Towards Intrinsic Interactive Reinforcement Learning

Poole, Benjamin, Lee, Minwoo

arXiv.org Artificial Intelligence 

Meanwhile, applications of RL have only begun to expand beyond these constrained game environments to more diverse and complex real-world environments such as chip design [86], chemical reaction optimization [133] and performing long-term recommendations [45]. To further progress towards these more complex real-world environments, greater alleviation of challenges currently facing RL (e.g., generalization, robustness, scalability, and safety) is needed [7, 27, 72, 108]. Moreover, we can expect that as the complexity of environments increases, the difficulty in alleviating these challenges will increase as well [27]. For the purpose of this paper, we broadly define known RL challenges as either an aptitude or alignment problem. Aptitude encompasses challenges concerned with being able to learn.
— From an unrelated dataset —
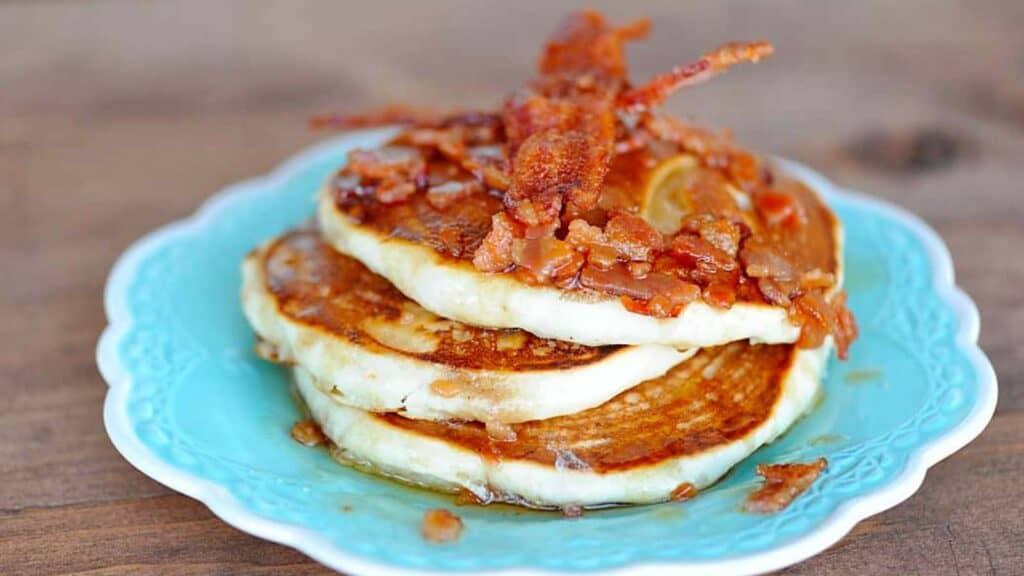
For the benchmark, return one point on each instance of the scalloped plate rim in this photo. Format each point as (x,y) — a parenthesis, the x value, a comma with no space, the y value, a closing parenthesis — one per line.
(225,506)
Aptitude includes ideas such as robustness, the ability of RL to perform a task (e.g., asymptotic performance) and generalize within/between environments of similar complexity; scalability, the ability of RL to scale up to more complex environment; and aptness, the rate at which a RL algorithm can learn to solve a problem or achieve a desired performance level. Likewise, alignment encompasses challenges concerned with learning as intended [7, 27, 72]. The hypothetical paperclip agent [18] is a classic example of misalignment.